650 neue Studierende

Die Unsicherheit habe die Studierenden nicht abgeschreckt, findet auch Roko Kostan (23), der im Oktober seinen Master in Politikwissenschaft beginnt und aus Kroatien hergezogen ist. Rund 650 neue Studierende zählt die Universität heuer – damit ist die Zahl der Anfänger im Vergleich zu den Vorjahren nahezu gleich geblieben. Eine der größten Sorgen der Studierenden sei der Anstieg der Lebenshaltungskosten, sagt Vizerektor Liviu Matei. Deshalb habe man entschieden, die Stipendien, die alle Studierenden erhalten, um 50 Prozent zu erhöhen. Das alles sei klar kommuniziert worden, sie erhielten Unterstützung beim Umzug, sagt der Student Kostan. Er finde es spannend, ein Teil der Auseinandersetzung zwischen der Regierung Orbáns und den Unis zu sein. "Wir spüren an uns selbst, was der Aufstieg des Populismus bedeutet."

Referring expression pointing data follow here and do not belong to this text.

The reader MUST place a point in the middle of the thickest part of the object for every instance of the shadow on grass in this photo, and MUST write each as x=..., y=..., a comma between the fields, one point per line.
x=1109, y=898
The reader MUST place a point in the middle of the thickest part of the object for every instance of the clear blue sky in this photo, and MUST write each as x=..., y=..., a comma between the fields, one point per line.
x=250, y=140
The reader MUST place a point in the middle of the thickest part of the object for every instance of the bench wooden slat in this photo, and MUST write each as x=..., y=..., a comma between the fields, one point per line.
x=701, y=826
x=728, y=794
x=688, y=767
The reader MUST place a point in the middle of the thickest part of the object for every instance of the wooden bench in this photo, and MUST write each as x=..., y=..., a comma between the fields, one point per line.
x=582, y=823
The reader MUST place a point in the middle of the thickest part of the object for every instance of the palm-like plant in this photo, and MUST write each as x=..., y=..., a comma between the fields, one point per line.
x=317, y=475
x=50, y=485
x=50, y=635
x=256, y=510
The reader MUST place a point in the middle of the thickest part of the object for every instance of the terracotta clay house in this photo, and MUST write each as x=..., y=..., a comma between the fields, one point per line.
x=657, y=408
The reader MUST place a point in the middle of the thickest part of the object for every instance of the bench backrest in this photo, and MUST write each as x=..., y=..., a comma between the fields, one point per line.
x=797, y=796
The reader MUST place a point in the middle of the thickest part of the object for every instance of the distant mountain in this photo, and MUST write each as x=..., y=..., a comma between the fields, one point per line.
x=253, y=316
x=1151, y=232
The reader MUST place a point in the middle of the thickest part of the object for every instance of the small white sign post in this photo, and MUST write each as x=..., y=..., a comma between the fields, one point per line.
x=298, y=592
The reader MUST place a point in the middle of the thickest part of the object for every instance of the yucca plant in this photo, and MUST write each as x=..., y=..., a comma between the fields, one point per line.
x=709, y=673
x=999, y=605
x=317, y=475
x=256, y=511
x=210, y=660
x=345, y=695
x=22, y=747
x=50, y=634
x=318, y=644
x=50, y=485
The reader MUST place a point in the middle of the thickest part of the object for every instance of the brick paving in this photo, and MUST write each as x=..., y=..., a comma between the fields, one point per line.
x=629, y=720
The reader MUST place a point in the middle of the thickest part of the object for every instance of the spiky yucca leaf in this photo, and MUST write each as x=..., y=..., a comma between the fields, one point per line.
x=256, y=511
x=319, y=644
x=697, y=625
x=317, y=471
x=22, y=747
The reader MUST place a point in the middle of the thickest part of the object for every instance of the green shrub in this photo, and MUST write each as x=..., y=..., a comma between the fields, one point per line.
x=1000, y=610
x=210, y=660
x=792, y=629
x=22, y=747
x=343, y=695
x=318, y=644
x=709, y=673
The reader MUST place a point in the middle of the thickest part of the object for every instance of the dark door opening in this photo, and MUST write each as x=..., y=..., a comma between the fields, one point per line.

Das Gesetz mit dem Spitznamen Lex CEU, das letztlich zum Umzug führte, trat 2017 in Kraft. Es legt fest, dass eine ausländische Uni auch einen Campus in jenem Land haben muss, in dem sie akkreditiert ist. Und dass es ein Abkommen zwischen den Regierungen der beiden Länder geben muss – im Fall der CEU zwischen Ungarn und dem Bundesstaat New York. Daraufhin öffnete die Uni im Schnellverfahren einen US-Campus, doch laut der CEU weigerte sich Ungarn, ein Abkommen zu unterschreiben. Die Begründung: Das sei nur eine Phantom-Uni.

Bald ziehen die Studierenden der CEU nach Wien, vorerst in die Quellenstraße im zehnten Bezirk.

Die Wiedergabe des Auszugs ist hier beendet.